The Arctic Sea Floor contains enormous quantities of methane trapped in hydrates, enough to thoroughly cook the planet. Warming induced by either human activity or past cycles in the Earth's orbit, thaws some of these hydrates, releasing methane.

This can happen in relatively slow bubbling to the surface. According to Professor Karin Andreassen of the Arctic University of Norway, however, when 2-kilometers-thick (1.2 miles) ice sheets melted around 15,000 years ago, it was sometimes far more dramatic.

During the last Ice Age, a region of the polar North Atlantic, north of Scandanavia and 310-370 meters (1,000-1,200 feet) below sea level, was covered in thick ice, much like modern-day West Antarctica. “As climate warmed, and the ice sheet collapsed, enormous amounts of methane were abruptly released," Andreassen said in a statement. "This created massive craters that are still actively seeping methane."

The size of the current seepage, and whether it is accelerating, is one of the biggest questions in climate science.

Where the Siberian craters are 50-90 meters across (170-300 feet), those on the sea bed are oval shaped and up to 30 times as wide, meaning they have almost 1,000 times the area.

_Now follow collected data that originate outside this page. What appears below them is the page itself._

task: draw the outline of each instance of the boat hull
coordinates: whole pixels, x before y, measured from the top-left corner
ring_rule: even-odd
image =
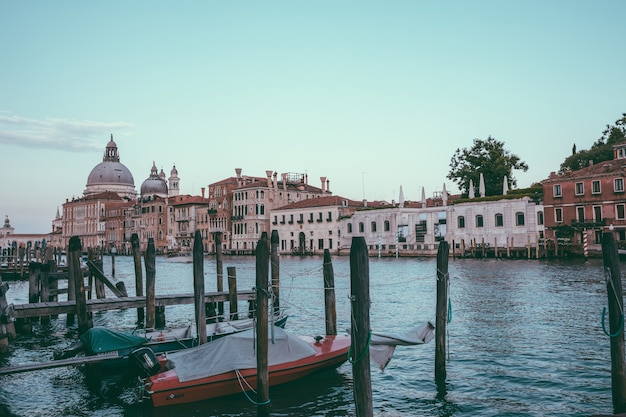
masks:
[[[303,378],[314,372],[336,368],[348,359],[349,336],[326,336],[317,342],[311,337],[301,337],[311,344],[315,354],[293,362],[272,365],[268,368],[269,385],[275,386]],[[244,382],[245,380],[245,382]],[[202,401],[256,390],[256,369],[225,372],[197,380],[180,382],[172,369],[149,378],[145,392],[154,407]]]

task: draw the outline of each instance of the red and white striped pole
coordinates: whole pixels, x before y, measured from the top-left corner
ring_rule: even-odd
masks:
[[[583,254],[588,258],[589,250],[587,246],[587,229],[583,229]]]

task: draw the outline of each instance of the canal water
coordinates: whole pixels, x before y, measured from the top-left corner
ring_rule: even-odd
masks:
[[[175,259],[180,261],[181,259]],[[158,258],[157,294],[193,292],[191,263]],[[239,289],[255,282],[253,257],[226,257]],[[107,275],[110,258],[104,259]],[[334,257],[337,321],[350,325],[348,257]],[[435,319],[436,259],[370,258],[374,331],[403,331]],[[116,278],[134,294],[133,262],[116,257]],[[206,258],[205,288],[216,289],[215,261]],[[286,329],[324,332],[322,259],[282,257]],[[384,372],[373,366],[376,416],[589,416],[611,413],[610,339],[602,329],[607,305],[601,260],[450,259],[451,321],[445,385],[434,380],[435,342],[399,346]],[[28,283],[11,283],[9,302],[26,303]],[[239,310],[245,311],[246,305]],[[94,315],[96,325],[131,330],[136,310]],[[188,325],[193,306],[166,308],[168,326]],[[607,319],[608,323],[608,319]],[[607,324],[608,326],[608,324]],[[50,360],[73,343],[65,317],[18,335],[0,366]],[[82,367],[0,377],[0,404],[13,416],[254,416],[243,394],[180,407],[139,404],[135,381],[93,378]],[[354,416],[351,365],[272,387],[272,416]],[[0,415],[2,407],[0,407]]]

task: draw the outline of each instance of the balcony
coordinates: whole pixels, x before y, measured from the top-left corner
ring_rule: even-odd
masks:
[[[576,229],[597,229],[599,227],[604,227],[606,225],[606,219],[600,220],[588,220],[588,221],[577,221],[572,220],[572,227]]]

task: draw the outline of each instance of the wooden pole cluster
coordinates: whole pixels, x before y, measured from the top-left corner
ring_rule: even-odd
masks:
[[[196,230],[193,239],[193,295],[196,307],[196,331],[198,343],[207,341],[206,335],[206,306],[204,305],[204,249],[202,234]]]
[[[435,320],[435,381],[446,379],[446,326],[448,322],[448,256],[450,248],[445,240],[437,251],[437,307]]]
[[[257,351],[257,415],[269,416],[269,369],[268,369],[268,279],[269,247],[267,232],[261,234],[256,247],[256,351]]]
[[[624,363],[624,296],[617,243],[613,233],[602,234],[602,258],[609,304],[611,337],[611,388],[613,412],[626,412],[626,366]]]
[[[349,358],[352,362],[354,402],[357,417],[371,417],[372,384],[370,372],[370,275],[365,238],[352,238],[350,247],[350,300],[352,301],[352,337]]]
[[[324,249],[324,317],[326,334],[337,335],[337,310],[335,307],[335,273],[330,260],[330,251]]]
[[[9,290],[9,285],[6,282],[2,282],[0,277],[0,313],[3,317],[6,317],[6,309],[8,307],[6,293]],[[15,338],[15,325],[12,321],[0,320],[0,353],[7,353],[9,351],[9,339]]]

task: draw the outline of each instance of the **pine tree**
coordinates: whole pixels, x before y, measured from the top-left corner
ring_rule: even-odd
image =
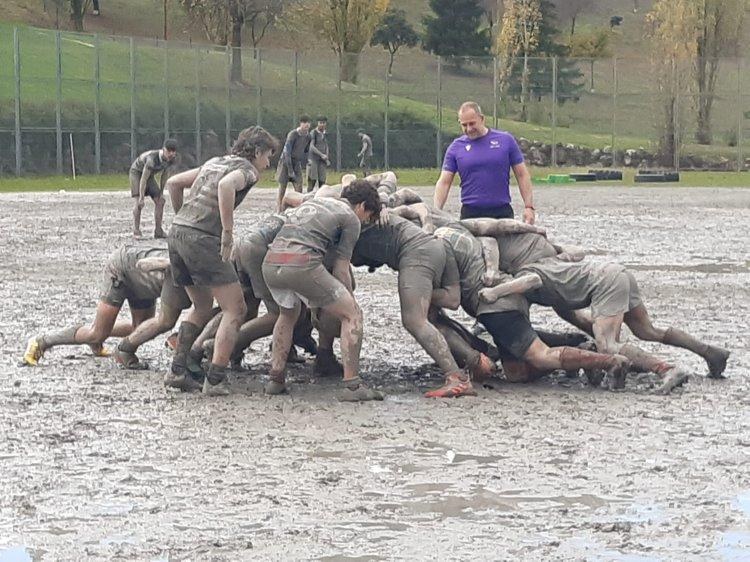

Despite their huge size, underlying features and the passage of time make them difficult to make out on the sea floor.

New technology has made them easier to detect, however, revealing far more than were previously suspected. Within a 440 square kilometer (170 square mile) study zone, Andreassen explained, "We have focused on craters that are 300 meters to 1 kilometer wide, and have mapped approximately 100 craters of this size in the area. But there are also many hundred smaller ones, less than 300 meters wide that is."

When the ice sheets retreated, the methane, instead of distributing evenly on the seabed, became concentrated in mounds. Some of these mounds still survive, but in others, pressure built up, and where there was no mechanism for gradual release the only alternative was explosions large enough to create giant craters.

Although such events are rare, Andreassen thinks they may account for a large proportion of total hydrate methane release. Moreover, methane released at depth by slow degassing is usually captured or converted in the water column without reaching the atmosphere. Sudden outbursts, however, overwhelm the ocean's capacity to oxidize it, instead hitting the air like a giant fart – one that could make the whole world a less pleasant place to be.